In data engineering, how you **structure your data** plays a critical role in ensuring **data integrity, efficiency, and scalability**. Let's explore the two most common approaches to storing data in a tabular format:

---

### 📦 One Big Table (OBT) Approach

The **One Big Table** approach stores all information — customer, product, order — in one single massive table. While it may look simple, it leads to **serious problems** like:

- 🔁 **Redundancy**: The same customer/product info is repeated across multiple rows.  
- ⚠️ **Inconsistency**: If a customer or product info changes, you have to manually update **every** row — or risk inconsistencies.  
- 🐢 **Slow Updates**: Updates require full-table scans and can cause performance bottlenecks.

![One Big Table with Inconsistency](./images/inconsistancey_rd.png)

> In the table above, the same customer “Jane Doe” has inconsistent addresses across rows.
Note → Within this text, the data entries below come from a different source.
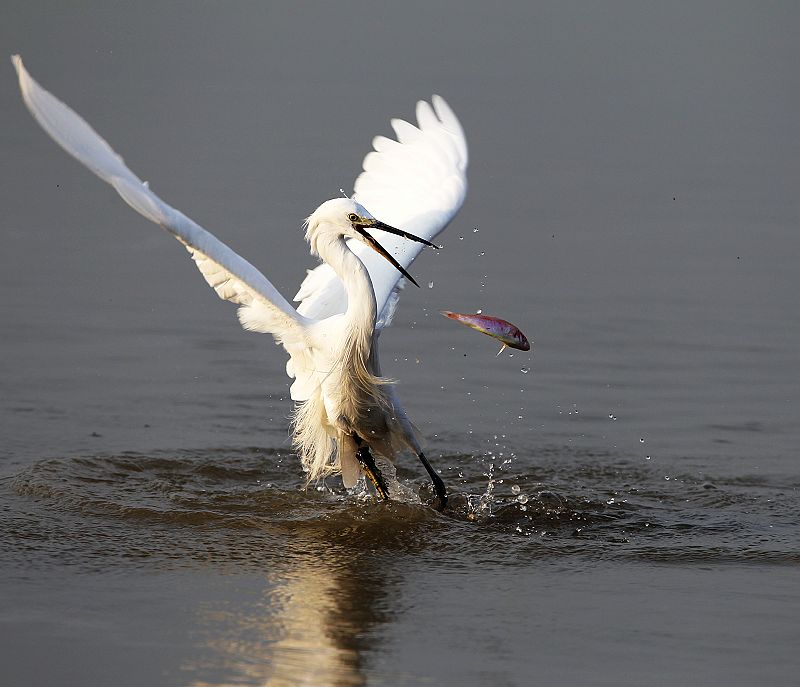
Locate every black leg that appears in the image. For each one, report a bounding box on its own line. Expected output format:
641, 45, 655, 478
353, 434, 389, 501
417, 452, 447, 510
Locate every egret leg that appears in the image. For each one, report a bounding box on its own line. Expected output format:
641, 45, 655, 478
417, 451, 447, 510
353, 434, 389, 501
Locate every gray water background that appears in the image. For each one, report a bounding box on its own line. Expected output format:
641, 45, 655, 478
0, 2, 800, 685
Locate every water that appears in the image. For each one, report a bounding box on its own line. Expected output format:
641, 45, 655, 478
0, 3, 800, 685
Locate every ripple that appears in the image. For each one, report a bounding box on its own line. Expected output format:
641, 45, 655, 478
0, 447, 800, 567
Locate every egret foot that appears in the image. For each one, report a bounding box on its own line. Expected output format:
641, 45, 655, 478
417, 452, 447, 511
355, 436, 389, 501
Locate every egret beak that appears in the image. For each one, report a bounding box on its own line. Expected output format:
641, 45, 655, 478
355, 220, 439, 288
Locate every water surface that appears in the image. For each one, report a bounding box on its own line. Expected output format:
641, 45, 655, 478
0, 3, 800, 686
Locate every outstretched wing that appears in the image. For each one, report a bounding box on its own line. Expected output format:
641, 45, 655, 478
294, 95, 468, 329
11, 55, 307, 342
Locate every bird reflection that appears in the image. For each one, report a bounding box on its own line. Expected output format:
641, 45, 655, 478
186, 520, 400, 687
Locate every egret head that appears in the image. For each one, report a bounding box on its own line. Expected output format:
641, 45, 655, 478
306, 198, 438, 286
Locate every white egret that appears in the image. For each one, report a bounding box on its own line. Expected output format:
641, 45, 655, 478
12, 55, 468, 508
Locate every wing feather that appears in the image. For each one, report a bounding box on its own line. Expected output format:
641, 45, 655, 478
12, 55, 307, 342
294, 95, 469, 329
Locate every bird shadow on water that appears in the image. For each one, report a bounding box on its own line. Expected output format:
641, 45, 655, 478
6, 446, 800, 685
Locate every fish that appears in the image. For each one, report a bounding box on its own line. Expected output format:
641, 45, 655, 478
442, 310, 531, 355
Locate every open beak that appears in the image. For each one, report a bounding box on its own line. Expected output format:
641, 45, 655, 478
355, 220, 439, 288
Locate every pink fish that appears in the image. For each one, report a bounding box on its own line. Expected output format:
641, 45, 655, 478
442, 310, 531, 355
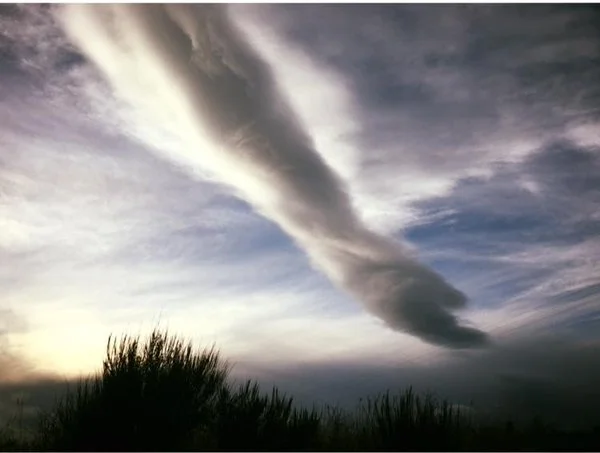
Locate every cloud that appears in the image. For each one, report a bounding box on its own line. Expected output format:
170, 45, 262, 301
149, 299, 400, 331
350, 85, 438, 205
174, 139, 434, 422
55, 5, 487, 348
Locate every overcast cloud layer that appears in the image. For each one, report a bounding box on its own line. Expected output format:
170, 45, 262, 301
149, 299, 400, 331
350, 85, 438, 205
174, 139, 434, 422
0, 5, 600, 428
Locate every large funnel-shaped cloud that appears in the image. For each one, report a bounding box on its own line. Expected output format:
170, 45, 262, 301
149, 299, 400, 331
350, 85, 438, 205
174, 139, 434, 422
60, 5, 487, 347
Similarly, the product SKU “w31” is suddenly changed to “w40” in one row, which can lead to reporting and transactional issues.

---

### 🧱 Relational Database Model

Instead of putting everything in one table, **relational databases** split the data into **multiple related tables** using **primary keys** and **foreign keys**.

This has several advantages:

- ✅ No duplicate data  
- ✅ Easier updates and maintenance  
- ✅ Ensures **data integrity**  
- ✅ Follows a **database schema** (predefined structure)

![Relational Table Schema](./images/rd.png)

---

### 🔐 Primary Keys and Foreign Keys

- **Primary Key**: A column (or set of columns) that uniquely identifies each record in a table.  
- **Foreign Key**: A reference to a primary key in another table, establishing relationships between tables.

This is how a relational schema looks for an e-commerce platform:

- `Customers` table → info about each customer  
- `Products` table → info about each product  
- `Orders` table → each purchase linked by customer & product IDs

![Advantages of Relational Databases](./images/adv_rd.png)

---

### 💻 RDBMS Software

A **Relational Database Management System (RDBMS)** is a software layer that sits on top of the database to help you manage and query it using **SQL (Structured Query Language)**.

Popular RDBMS systems:

- **MySQL**  
- **PostgreSQL**  
- **Oracle Database**  
- **SQL Server**

These tools power many **enterprise applications**, from e-commerce platforms to banking systems.

![RDBMS Software](./images/rdbms.png)

---

### 🧠 When to Use What?

| Feature                    | One Big Table                          | Relational Database                      |
|---------------------------|----------------------------------------|------------------------------------------|
| 🔁 Redundancy             | High                                   | Low                                      |
| ⚠️ Inconsistency Risk     | High                                   | Low                                      |
| ⚙️ Update Performance     | Poor (slow)                            | Optimized                                |
| 🔗 Relationship Handling   | Difficult                              | Natural with foreign keys                |
| 🧪 Use Case               | Simple analytics / ML joins (OLAP)           | Complex transactional systems (OLTP)     |
| 🚀 Query Speed (Simple)   | Fast for flat, large-scale datasets    | May require joins, slightly slower       |
| 💾 Storage Cost           | High due to duplicates                 | Lower, efficient structure               |

---

### ✅ Summary
- **OLTP** Online Transaction Processing 
- **OLAP** Online Analytical Processing

- Use **Relational Databases** when your system needs **data consistency, transactional reliability**, and **normalized structure**.  
- Use **One Big Table** (OBT) if you're optimizing for **query performance** in read-heavy scenarios, especially in data lakes or analytics.

You’ll often **ingest relational data** from OLTP systems, but later denormalize it (into OBT) during transformation for analytics or machine learning pipelines.

> 🧠 As storage becomes cheaper and time becomes more expensive, data engineers often use **One Big Table (OBT)** approaches for analytical workloads.